Lenguaje propositivo
Dios tiene un lenguaje propositivo. El lenguaje propositivo es un lenguaje que propone, que no impone. Dios no utiliza un lenguaje autoritario. Por ejemplo, los diseñadores de moda ya no presentan sus colecciones o sus diseños, sino que hacen propuestas. Nosotros, los seres humanos, muchas veces utilizamos un lenguaje impositivo. A veces nos situamos en una posición de superioridad con respecto a nuestro interlocutor. Una superioridad moral, cultural, académica, y tendemos a decirle al otro lo que tiene que hacer, cómo tiene que pensar o vivir. En definitiva, damos lecciones. Si queremos, podemos llamarlos consejos o indicaciones. Sin ir más lejos, nuestros políticos en la actualidad se arrogan el derecho de situarse en un plano de superioridad y se inmiscuyen tanto en nuestras vidas, que nos dicen hasta lo que tenemos que comer. Dios no es así. Dios no se sitúa en un plano de superioridad para dirigirse a nosotros. Hay un pasaje de los Hechos de los Apóstoles especialmente conmovedor. Es el de la conversión de San Pablo. San Pablo iba hacia Damasco a meter en la cárcel a los cristianos, cuando en el camino una luz le cegó, le tiró al suelo y oyó una voz que le preguntaba: “Saulo, Saulo, ¿por qué me persigues?”¿Cabe una actitud más dialogante, receptiva, respetuosa y democrática que la de quien pregunta, que la de quien quiere saber nuestra opinión, la de quien quiere escuchar, la de quien pregunta el porqué de nuestro comportamiento?
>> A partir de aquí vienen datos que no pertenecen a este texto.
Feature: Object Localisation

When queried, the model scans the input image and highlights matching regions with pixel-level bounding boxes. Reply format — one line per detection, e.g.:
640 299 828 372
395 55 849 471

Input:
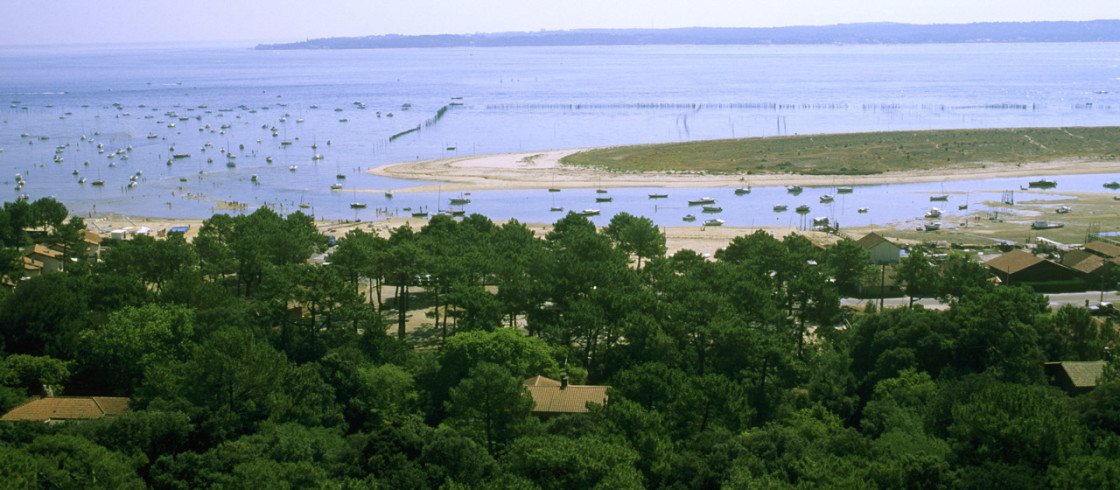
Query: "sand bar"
367 149 1120 192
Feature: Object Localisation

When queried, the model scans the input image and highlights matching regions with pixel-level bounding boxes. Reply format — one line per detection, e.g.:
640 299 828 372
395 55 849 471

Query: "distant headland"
256 20 1120 49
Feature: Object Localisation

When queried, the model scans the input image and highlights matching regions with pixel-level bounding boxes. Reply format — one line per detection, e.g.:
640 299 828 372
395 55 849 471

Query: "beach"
366 149 1120 192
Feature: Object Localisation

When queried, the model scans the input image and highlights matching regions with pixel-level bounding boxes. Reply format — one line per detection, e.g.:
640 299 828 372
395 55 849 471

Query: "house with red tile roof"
524 376 610 418
0 396 129 423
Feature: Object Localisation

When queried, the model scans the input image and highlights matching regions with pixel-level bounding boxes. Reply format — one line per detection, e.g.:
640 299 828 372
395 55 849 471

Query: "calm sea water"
0 44 1120 226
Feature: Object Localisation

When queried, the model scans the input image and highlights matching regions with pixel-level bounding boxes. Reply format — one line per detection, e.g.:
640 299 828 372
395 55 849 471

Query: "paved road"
840 291 1120 310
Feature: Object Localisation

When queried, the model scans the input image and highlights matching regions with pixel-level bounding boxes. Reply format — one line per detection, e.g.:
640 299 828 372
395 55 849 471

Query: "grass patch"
561 126 1120 176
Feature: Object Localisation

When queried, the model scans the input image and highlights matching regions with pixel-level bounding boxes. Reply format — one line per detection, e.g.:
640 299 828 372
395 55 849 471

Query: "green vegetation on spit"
561 126 1120 175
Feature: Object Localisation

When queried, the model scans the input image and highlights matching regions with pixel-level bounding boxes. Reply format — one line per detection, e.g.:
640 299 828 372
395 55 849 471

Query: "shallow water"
0 44 1120 221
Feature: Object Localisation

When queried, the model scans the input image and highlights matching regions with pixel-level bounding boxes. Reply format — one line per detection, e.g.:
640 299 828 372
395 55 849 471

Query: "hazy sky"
0 0 1120 45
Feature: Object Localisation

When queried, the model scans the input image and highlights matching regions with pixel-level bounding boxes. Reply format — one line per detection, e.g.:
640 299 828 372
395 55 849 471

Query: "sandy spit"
366 149 1120 192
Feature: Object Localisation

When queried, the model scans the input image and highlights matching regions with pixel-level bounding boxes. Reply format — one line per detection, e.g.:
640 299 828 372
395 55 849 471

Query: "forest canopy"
0 201 1120 489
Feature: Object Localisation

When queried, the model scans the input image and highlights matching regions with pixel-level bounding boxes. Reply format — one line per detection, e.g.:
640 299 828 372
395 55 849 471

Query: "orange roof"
24 256 43 271
523 376 561 386
1085 241 1120 258
28 243 63 260
856 232 898 251
525 376 609 414
0 396 129 421
984 251 1045 274
82 229 101 245
1062 251 1104 274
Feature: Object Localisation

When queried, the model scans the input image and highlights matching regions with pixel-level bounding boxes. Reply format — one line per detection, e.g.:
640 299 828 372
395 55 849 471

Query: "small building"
27 244 66 274
1084 239 1120 258
524 375 610 418
856 233 903 265
0 396 129 423
82 229 102 262
1062 251 1120 286
984 251 1075 284
1044 360 1104 395
20 255 43 279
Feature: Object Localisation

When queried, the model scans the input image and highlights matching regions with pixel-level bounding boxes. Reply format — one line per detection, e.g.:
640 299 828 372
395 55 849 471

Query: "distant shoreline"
256 20 1120 50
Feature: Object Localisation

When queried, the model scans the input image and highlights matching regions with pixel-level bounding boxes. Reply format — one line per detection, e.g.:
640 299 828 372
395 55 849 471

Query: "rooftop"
524 376 609 414
0 396 129 422
984 251 1046 274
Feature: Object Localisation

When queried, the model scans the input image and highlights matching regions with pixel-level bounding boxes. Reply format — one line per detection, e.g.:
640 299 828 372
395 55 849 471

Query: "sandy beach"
366 149 1120 192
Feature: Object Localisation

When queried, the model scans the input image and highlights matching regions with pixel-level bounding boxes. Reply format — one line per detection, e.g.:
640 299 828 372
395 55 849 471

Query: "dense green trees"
0 201 1120 488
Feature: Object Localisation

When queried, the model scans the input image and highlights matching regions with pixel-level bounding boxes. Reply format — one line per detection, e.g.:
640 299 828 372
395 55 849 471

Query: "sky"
0 0 1120 46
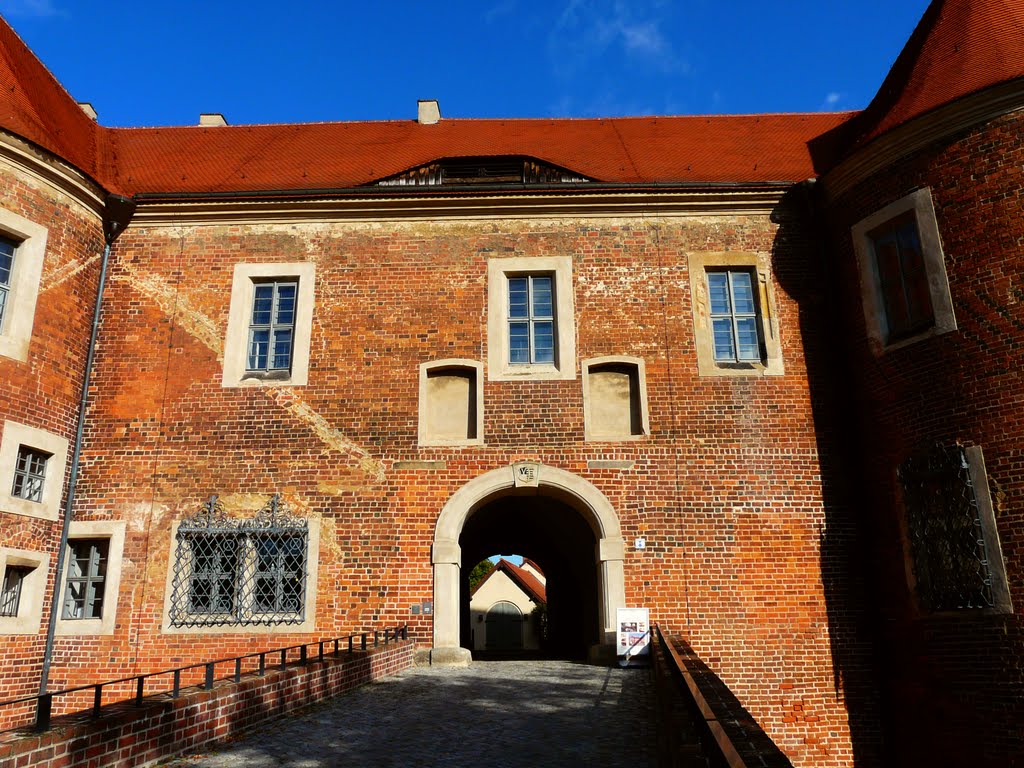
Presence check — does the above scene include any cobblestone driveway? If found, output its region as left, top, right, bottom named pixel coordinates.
left=162, top=662, right=655, bottom=768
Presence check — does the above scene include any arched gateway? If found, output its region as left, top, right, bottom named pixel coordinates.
left=430, top=463, right=626, bottom=665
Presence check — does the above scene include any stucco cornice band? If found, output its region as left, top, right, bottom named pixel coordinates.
left=822, top=79, right=1024, bottom=200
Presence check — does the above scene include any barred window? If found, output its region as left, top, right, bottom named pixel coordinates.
left=170, top=496, right=309, bottom=627
left=10, top=445, right=50, bottom=502
left=0, top=565, right=32, bottom=617
left=896, top=445, right=1009, bottom=612
left=60, top=539, right=110, bottom=620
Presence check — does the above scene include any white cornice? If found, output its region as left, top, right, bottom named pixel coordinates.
left=0, top=131, right=105, bottom=216
left=821, top=79, right=1024, bottom=201
left=131, top=183, right=792, bottom=226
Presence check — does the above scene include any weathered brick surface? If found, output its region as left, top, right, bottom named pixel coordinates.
left=829, top=113, right=1024, bottom=766
left=8, top=208, right=869, bottom=766
left=0, top=157, right=102, bottom=723
left=0, top=641, right=414, bottom=768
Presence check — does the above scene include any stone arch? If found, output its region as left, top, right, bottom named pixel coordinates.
left=430, top=463, right=626, bottom=664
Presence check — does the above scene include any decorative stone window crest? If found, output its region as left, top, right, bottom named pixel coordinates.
left=169, top=495, right=309, bottom=628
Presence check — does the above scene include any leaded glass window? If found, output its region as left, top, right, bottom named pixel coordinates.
left=508, top=274, right=555, bottom=365
left=0, top=565, right=32, bottom=617
left=170, top=496, right=309, bottom=627
left=11, top=445, right=50, bottom=503
left=61, top=539, right=110, bottom=620
left=870, top=211, right=935, bottom=341
left=897, top=445, right=995, bottom=611
left=0, top=237, right=17, bottom=331
left=246, top=281, right=299, bottom=372
left=708, top=269, right=762, bottom=362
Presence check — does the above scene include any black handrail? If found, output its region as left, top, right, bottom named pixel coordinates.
left=653, top=624, right=746, bottom=768
left=0, top=624, right=409, bottom=730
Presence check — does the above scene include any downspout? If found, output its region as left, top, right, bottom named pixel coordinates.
left=39, top=195, right=135, bottom=695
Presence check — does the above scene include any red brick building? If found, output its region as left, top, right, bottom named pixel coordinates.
left=0, top=0, right=1024, bottom=766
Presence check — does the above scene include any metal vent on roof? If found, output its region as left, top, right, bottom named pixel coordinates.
left=377, top=156, right=590, bottom=186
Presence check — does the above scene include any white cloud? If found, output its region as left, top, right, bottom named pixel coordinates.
left=0, top=0, right=65, bottom=18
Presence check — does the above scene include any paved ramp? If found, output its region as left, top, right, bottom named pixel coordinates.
left=164, top=662, right=656, bottom=768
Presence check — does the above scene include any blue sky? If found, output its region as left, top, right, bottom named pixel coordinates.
left=0, top=0, right=928, bottom=126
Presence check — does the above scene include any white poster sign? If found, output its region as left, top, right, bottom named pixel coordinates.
left=615, top=608, right=650, bottom=659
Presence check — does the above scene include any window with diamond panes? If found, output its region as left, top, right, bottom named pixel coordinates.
left=246, top=281, right=298, bottom=373
left=169, top=497, right=309, bottom=628
left=0, top=237, right=17, bottom=330
left=61, top=539, right=110, bottom=620
left=896, top=445, right=1001, bottom=612
left=708, top=269, right=762, bottom=362
left=508, top=274, right=555, bottom=365
left=0, top=565, right=32, bottom=617
left=11, top=445, right=50, bottom=503
left=869, top=211, right=935, bottom=341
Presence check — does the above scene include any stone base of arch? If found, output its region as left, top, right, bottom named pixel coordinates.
left=430, top=464, right=626, bottom=667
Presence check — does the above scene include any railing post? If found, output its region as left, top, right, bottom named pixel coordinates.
left=36, top=693, right=53, bottom=731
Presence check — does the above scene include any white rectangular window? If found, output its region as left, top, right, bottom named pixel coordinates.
left=10, top=445, right=50, bottom=504
left=508, top=274, right=555, bottom=366
left=708, top=269, right=762, bottom=362
left=0, top=237, right=17, bottom=329
left=246, top=281, right=299, bottom=372
left=60, top=539, right=110, bottom=620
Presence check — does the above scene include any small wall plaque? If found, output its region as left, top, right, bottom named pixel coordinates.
left=512, top=462, right=541, bottom=488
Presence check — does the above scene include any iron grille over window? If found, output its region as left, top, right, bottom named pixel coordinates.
left=246, top=281, right=299, bottom=372
left=61, top=539, right=110, bottom=618
left=11, top=445, right=50, bottom=502
left=0, top=238, right=17, bottom=331
left=170, top=496, right=309, bottom=627
left=708, top=269, right=761, bottom=362
left=0, top=565, right=32, bottom=617
left=897, top=445, right=994, bottom=611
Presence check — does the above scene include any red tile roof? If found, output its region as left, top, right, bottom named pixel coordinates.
left=0, top=0, right=1024, bottom=196
left=470, top=557, right=548, bottom=603
left=850, top=0, right=1024, bottom=146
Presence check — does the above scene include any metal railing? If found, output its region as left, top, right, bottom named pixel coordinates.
left=0, top=625, right=409, bottom=730
left=653, top=624, right=746, bottom=768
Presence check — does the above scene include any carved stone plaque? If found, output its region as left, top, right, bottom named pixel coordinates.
left=512, top=462, right=541, bottom=488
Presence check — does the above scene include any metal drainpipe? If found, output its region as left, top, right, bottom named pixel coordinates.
left=39, top=195, right=135, bottom=695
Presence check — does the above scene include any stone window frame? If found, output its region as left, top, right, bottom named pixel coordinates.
left=580, top=354, right=650, bottom=442
left=221, top=262, right=316, bottom=387
left=893, top=445, right=1014, bottom=620
left=0, top=208, right=49, bottom=362
left=0, top=547, right=50, bottom=635
left=850, top=186, right=956, bottom=355
left=687, top=251, right=785, bottom=377
left=0, top=421, right=68, bottom=520
left=487, top=256, right=577, bottom=381
left=160, top=517, right=321, bottom=635
left=417, top=357, right=483, bottom=446
left=55, top=520, right=127, bottom=637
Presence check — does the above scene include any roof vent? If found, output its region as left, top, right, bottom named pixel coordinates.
left=199, top=112, right=227, bottom=128
left=416, top=98, right=441, bottom=125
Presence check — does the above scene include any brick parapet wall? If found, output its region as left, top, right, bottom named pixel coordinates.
left=0, top=641, right=415, bottom=768
left=828, top=113, right=1024, bottom=766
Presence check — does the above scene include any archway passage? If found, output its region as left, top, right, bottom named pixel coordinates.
left=459, top=499, right=602, bottom=658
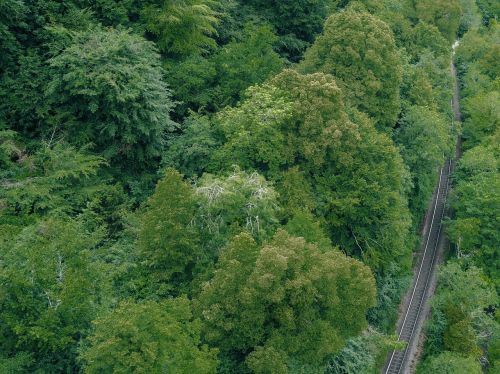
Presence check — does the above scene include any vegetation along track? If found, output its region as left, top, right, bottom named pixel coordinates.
left=385, top=160, right=452, bottom=374
left=384, top=42, right=461, bottom=374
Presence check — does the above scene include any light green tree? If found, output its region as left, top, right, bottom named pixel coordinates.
left=0, top=217, right=104, bottom=372
left=298, top=9, right=402, bottom=128
left=80, top=298, right=217, bottom=374
left=417, top=352, right=483, bottom=374
left=196, top=231, right=375, bottom=373
left=214, top=70, right=410, bottom=274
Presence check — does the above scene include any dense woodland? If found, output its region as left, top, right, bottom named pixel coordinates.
left=0, top=0, right=500, bottom=374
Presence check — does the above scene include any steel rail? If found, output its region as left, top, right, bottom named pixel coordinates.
left=385, top=160, right=452, bottom=374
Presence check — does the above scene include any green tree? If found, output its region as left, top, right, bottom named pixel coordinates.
left=80, top=298, right=217, bottom=374
left=449, top=145, right=500, bottom=285
left=0, top=217, right=104, bottom=372
left=209, top=23, right=284, bottom=109
left=143, top=0, right=219, bottom=58
left=395, top=107, right=454, bottom=221
left=47, top=29, right=174, bottom=170
left=137, top=169, right=200, bottom=295
left=243, top=0, right=334, bottom=62
left=463, top=91, right=500, bottom=148
left=196, top=231, right=375, bottom=373
left=214, top=70, right=410, bottom=268
left=162, top=113, right=222, bottom=178
left=195, top=167, right=279, bottom=254
left=477, top=0, right=500, bottom=24
left=299, top=10, right=402, bottom=128
left=415, top=0, right=462, bottom=43
left=0, top=141, right=106, bottom=222
left=417, top=352, right=483, bottom=374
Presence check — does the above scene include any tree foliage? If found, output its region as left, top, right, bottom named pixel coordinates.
left=143, top=0, right=219, bottom=58
left=80, top=298, right=217, bottom=374
left=196, top=231, right=375, bottom=373
left=299, top=10, right=402, bottom=128
left=0, top=218, right=106, bottom=372
left=47, top=29, right=174, bottom=168
left=214, top=70, right=409, bottom=268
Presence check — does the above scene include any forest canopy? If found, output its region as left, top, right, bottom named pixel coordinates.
left=0, top=0, right=500, bottom=374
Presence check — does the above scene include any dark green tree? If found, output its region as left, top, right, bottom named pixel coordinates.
left=137, top=169, right=200, bottom=295
left=143, top=0, right=219, bottom=58
left=80, top=298, right=217, bottom=374
left=415, top=0, right=462, bottom=43
left=47, top=29, right=174, bottom=170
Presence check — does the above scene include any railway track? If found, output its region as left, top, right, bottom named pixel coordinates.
left=384, top=160, right=452, bottom=374
left=382, top=40, right=461, bottom=374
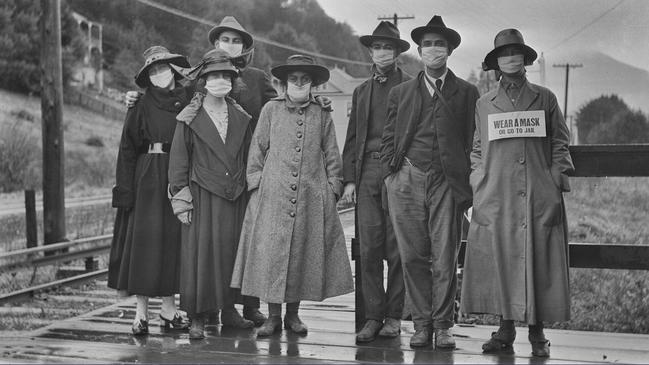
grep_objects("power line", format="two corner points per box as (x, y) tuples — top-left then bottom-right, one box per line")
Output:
(547, 0), (624, 52)
(137, 0), (371, 66)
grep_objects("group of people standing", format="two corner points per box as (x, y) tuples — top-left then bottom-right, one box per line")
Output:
(109, 12), (573, 357)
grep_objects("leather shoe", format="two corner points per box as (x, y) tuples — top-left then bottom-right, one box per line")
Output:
(243, 307), (268, 327)
(435, 328), (455, 349)
(221, 308), (255, 329)
(356, 319), (382, 343)
(284, 313), (309, 335)
(257, 316), (282, 337)
(379, 318), (401, 338)
(410, 327), (433, 347)
(131, 319), (149, 336)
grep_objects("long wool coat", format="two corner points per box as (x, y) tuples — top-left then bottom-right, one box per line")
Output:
(169, 96), (252, 315)
(108, 86), (193, 296)
(462, 81), (573, 324)
(232, 96), (354, 303)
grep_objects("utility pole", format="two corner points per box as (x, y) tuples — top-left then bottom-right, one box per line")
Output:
(40, 0), (65, 244)
(376, 13), (415, 27)
(552, 63), (584, 120)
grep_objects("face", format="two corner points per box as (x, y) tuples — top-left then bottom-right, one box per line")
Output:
(286, 71), (312, 86)
(148, 63), (171, 76)
(214, 30), (243, 48)
(417, 33), (451, 56)
(370, 39), (397, 57)
(205, 71), (232, 81)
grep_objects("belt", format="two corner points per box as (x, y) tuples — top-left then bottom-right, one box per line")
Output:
(140, 142), (171, 153)
(365, 152), (381, 160)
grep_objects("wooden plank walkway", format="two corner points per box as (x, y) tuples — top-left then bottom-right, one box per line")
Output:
(0, 212), (649, 364)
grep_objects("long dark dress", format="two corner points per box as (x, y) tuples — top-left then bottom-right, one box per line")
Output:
(108, 87), (192, 296)
(169, 100), (252, 316)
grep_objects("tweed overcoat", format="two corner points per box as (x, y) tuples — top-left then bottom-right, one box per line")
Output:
(169, 94), (252, 315)
(462, 81), (573, 324)
(381, 70), (479, 209)
(232, 96), (354, 303)
(343, 67), (412, 186)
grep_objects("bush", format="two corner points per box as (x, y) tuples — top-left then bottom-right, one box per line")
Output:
(0, 121), (41, 192)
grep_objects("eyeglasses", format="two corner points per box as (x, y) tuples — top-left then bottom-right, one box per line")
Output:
(370, 43), (394, 51)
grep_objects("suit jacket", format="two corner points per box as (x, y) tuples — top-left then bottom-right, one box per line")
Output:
(343, 68), (412, 186)
(381, 70), (480, 209)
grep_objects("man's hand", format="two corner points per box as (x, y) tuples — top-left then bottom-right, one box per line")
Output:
(177, 210), (192, 225)
(124, 90), (142, 108)
(342, 183), (356, 204)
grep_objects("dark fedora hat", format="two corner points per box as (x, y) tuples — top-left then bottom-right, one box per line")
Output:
(135, 46), (190, 88)
(482, 29), (537, 71)
(270, 54), (329, 86)
(410, 15), (462, 50)
(195, 48), (239, 79)
(360, 20), (410, 53)
(207, 15), (253, 49)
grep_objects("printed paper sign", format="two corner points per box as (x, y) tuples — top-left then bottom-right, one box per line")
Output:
(487, 110), (546, 141)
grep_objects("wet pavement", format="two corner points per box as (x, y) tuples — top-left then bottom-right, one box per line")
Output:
(0, 294), (649, 364)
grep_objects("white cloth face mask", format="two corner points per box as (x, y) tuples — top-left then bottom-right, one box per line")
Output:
(149, 70), (174, 89)
(421, 46), (448, 69)
(205, 79), (232, 98)
(286, 82), (311, 102)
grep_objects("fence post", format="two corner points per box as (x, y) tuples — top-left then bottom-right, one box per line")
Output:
(25, 189), (38, 248)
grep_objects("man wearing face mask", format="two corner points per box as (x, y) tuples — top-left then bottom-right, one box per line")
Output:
(343, 21), (411, 342)
(462, 29), (574, 357)
(381, 15), (479, 349)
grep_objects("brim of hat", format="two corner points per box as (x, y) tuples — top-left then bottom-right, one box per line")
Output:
(135, 53), (191, 89)
(410, 26), (462, 49)
(270, 65), (329, 86)
(207, 25), (254, 48)
(359, 35), (410, 53)
(484, 43), (538, 71)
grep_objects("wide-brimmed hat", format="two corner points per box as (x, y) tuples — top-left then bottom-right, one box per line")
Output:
(207, 16), (253, 49)
(410, 15), (462, 50)
(270, 54), (329, 86)
(135, 46), (190, 88)
(194, 48), (239, 79)
(482, 29), (537, 71)
(360, 20), (410, 53)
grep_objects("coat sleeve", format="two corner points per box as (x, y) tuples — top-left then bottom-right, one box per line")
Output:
(548, 94), (575, 192)
(246, 104), (272, 191)
(381, 88), (399, 178)
(321, 110), (343, 200)
(343, 89), (358, 184)
(168, 122), (193, 214)
(113, 103), (142, 209)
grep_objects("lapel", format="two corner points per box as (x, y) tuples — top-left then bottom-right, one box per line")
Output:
(225, 103), (250, 160)
(189, 108), (236, 174)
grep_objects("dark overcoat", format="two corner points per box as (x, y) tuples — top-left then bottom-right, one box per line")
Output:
(381, 70), (480, 209)
(462, 78), (573, 324)
(343, 68), (412, 186)
(108, 86), (193, 296)
(169, 95), (252, 315)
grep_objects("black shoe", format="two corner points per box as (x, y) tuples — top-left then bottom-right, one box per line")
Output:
(160, 312), (189, 330)
(131, 319), (149, 336)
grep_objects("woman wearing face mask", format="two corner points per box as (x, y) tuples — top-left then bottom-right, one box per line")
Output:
(108, 46), (193, 335)
(232, 55), (354, 336)
(169, 49), (254, 339)
(462, 29), (573, 357)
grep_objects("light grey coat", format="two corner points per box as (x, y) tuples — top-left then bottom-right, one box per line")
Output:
(232, 96), (353, 303)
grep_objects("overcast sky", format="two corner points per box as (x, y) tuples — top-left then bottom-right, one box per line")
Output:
(318, 0), (649, 77)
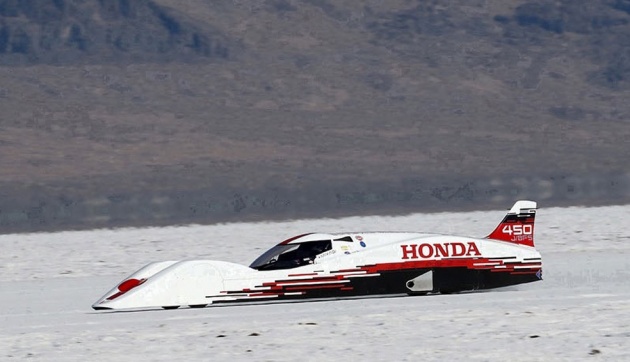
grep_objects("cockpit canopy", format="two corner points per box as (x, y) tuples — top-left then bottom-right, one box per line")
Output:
(249, 239), (332, 270)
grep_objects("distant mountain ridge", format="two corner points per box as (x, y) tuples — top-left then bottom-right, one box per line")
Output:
(0, 0), (630, 230)
(0, 0), (236, 65)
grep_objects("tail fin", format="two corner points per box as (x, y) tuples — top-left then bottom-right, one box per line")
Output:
(487, 200), (536, 246)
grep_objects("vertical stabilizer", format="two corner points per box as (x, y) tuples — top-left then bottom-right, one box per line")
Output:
(488, 200), (536, 246)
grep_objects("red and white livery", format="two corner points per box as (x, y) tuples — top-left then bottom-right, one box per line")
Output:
(92, 201), (542, 310)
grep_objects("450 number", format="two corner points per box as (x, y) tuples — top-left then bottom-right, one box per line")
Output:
(501, 225), (534, 236)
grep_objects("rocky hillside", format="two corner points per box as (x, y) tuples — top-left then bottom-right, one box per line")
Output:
(0, 0), (630, 230)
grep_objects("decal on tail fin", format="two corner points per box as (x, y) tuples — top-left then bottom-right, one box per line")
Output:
(487, 200), (536, 246)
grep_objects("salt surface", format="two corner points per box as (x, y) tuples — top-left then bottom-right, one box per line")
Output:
(0, 206), (630, 361)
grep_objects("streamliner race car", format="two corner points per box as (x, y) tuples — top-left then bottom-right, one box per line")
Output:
(92, 201), (542, 310)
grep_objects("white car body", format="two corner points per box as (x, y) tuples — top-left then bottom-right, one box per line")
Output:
(92, 201), (542, 310)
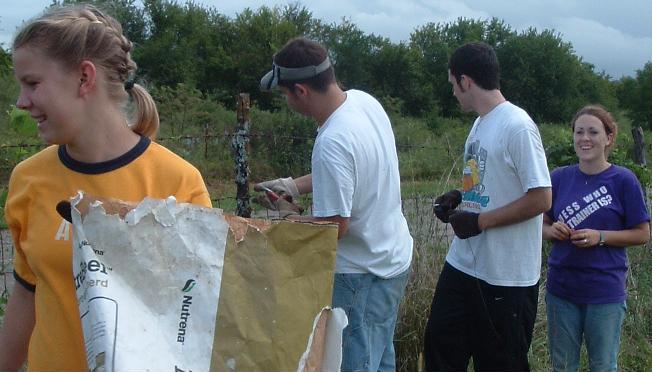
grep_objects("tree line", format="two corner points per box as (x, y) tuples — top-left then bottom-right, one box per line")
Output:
(0, 0), (652, 128)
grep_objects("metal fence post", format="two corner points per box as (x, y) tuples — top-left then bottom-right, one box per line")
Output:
(632, 127), (646, 166)
(231, 93), (251, 217)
Dios le podía haber dicho a San Pablo: “no me persigas porque soy Dios” o “vas por un camino equivocado” o “Saulo, estás obrando mal”. Pero Dios no le dice esto a San Pablo, sino que le pregunta, quiere escucharle, quiere saber las razones por las que le persigue. Fue un encuentro fulminante, sí, pero impregnado de dulzura, sin ningún reproche, sin ninguna reconvención, sin herir. Y hoy, como a San Pablo, Dios le pregunta al hombre del siglo XXI: ¿Por qué me persigues? ¿Por qué me odias? ¿Por qué me das la espalda? ¿Qué te he hecho? No es este un lenguaje impositivo, sino propositivo, dialogante, receptivo. Cuando preguntamos corremos el riesgo de que no quieran contestarnos o de que nos contesten mal, o de que nos den un no como respuesta. Dios corre ese riesgo. Y lo corre porque respeta nuestra libertad, la libertad de decirle que sí o que no.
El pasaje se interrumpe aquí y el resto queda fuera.